Mas, possivelmente o episódio histórico mais degradante patrocinado pelos europeus contra grupos étnicos do Cone Sul, foi a criação dos zoos humanos. Na segunda metade do século XIX, um zoólogo alemão, um

domador e empreendedor alemão, Carl Hagenbeck introduziu uma nova atração na Europa que ia muito além da nefasta exibição de animais exóticos. Era a exibição de seres humanos exóticos. Para atrair visitantes ao Tierpark Zoo de Hamburgo, Hagenbeck organizava tours de seres humanos – africanos, asiáticos, americanos e ilhéus de ilhas do Pacífico. Essas exibições viajavam por toda a Europa: Alemanha, Bélgica, França, Suíça, Inglaterra, Espanha e Itália. Envolviam o rapto, trabalho forçado e a exibição obscena de famílias inteiras, aos “civilizados” europeus, como se fossem monstros selvagens.

De acordo com os registros da época, uma família Tehuelche que Hagenbeck raptou em 1879 e foi exibida em Dresden e Berlim, teve que retornar ao Chile depois de dois meses, porque o Pitioche, o patriarca tehuelche sofreu uma depressão profunda (Pimentel, 2015, p.106).

Menos afortunada foi uma família de origem Selkham (Ana) que foi raptada pelo baleeiro belga Maurice Maítre para serem exibidos na Exposição Universal de Paris, ocorrida em 1889. Das 11 pessoas raptadas e trazidas acorrentados para a Europa, somente 6 sobreviveram ao tour pela França e Bélgica.

Como foi enfatizado no Volume O da Coleção Histórias da Terra, a visão ocidental do mundo, baseada em racionalismo frio leva a uma observação mecanística, cruel e analítica da realidade que nos cerca. Os “zoos humanos” foram o exemplo mais extremo e desprezível deste tipo de abordagem. Isto foi acompanhado pela cobiça humana, para a qual uma ciência sem ética e sem consciência jamais impôs limites. Esta ambição e cobiça desenfreada leva a economia a buscar benefícios de tudo que pode ser encontrado ao redor do mundo, um mundo colonizado por poderes que se gabam de serem civilizados.

 

Fontes

Aborigen Argentino (2017 enero). Leyenda chónek: Los inventos de Elal [A Chónek Legend: The Inventions of Elal]. Disponível em http://www.aborigenargentino.com.ar/leyenda-chonke-los- inventos-elal/.

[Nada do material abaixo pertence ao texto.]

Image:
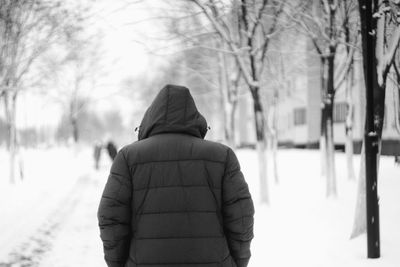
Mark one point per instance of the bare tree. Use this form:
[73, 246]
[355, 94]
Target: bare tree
[27, 30]
[383, 46]
[249, 49]
[324, 22]
[75, 76]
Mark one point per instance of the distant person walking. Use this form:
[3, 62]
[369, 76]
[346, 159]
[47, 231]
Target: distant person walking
[111, 149]
[97, 154]
[173, 198]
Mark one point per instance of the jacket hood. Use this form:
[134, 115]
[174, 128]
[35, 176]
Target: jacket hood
[173, 111]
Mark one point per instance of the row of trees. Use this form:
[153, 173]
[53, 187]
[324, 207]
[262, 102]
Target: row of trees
[38, 38]
[243, 38]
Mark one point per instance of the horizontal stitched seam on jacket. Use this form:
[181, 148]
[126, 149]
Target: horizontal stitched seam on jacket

Pimentel, C. (2015). Monstruos en cautiverio: Fotografía de fueguinos en zoológicos humanos y racismo [Monsters in Captivity: Photograph of Fuegians in Human Zoos and Racism]. Sans Soleil: Estudios de la Imagen, 7, 103-115.

 

Associado ao texto da Carta da Terra

 

Princípio 4b: Transmitir às futuras gerações valores, tradições e instituições que apoiem, a longo prazo, a prosperidade das comunidades humanas e ecológicas da Terra.

 

Outras passagens que esta história ilustra

 

Preâmbulo: É imperativo que nós, os povos da Terra, declaremos nossa responsabilidade uns para com os outros, com a grande comunidade da vida, e com as futuras gerações.

Princípio 4:  Garantir as Dádivas e a Beleza da Terra para as Atuais e as Futuras Gerações.

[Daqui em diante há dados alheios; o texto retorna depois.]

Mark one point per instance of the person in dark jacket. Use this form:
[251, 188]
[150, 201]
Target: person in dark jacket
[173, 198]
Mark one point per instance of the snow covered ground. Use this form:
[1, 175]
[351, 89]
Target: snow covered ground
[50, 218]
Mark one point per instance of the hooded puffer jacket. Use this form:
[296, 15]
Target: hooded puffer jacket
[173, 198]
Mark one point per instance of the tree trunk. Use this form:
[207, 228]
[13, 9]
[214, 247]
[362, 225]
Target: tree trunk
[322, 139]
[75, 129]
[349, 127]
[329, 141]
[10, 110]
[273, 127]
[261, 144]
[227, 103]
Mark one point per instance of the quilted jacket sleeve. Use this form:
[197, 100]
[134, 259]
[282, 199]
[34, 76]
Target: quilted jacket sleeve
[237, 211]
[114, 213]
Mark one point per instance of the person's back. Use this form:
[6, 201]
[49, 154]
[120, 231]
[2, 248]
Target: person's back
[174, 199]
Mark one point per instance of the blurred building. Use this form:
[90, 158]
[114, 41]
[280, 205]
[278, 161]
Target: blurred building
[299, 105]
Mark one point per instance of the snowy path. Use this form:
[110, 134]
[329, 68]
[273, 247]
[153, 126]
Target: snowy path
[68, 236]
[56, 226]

Princípio 12b: Afirmar o direito dos povos indígenas à sua espiritualidade, conhecimentos, terras e recursos, assim como às suas práticas relacionadas a formas sustentáveis de vida.

Princípio 14b: Promover a contribuição das artes e humanidades, assim como das ciências, na educação para sustentabilidade.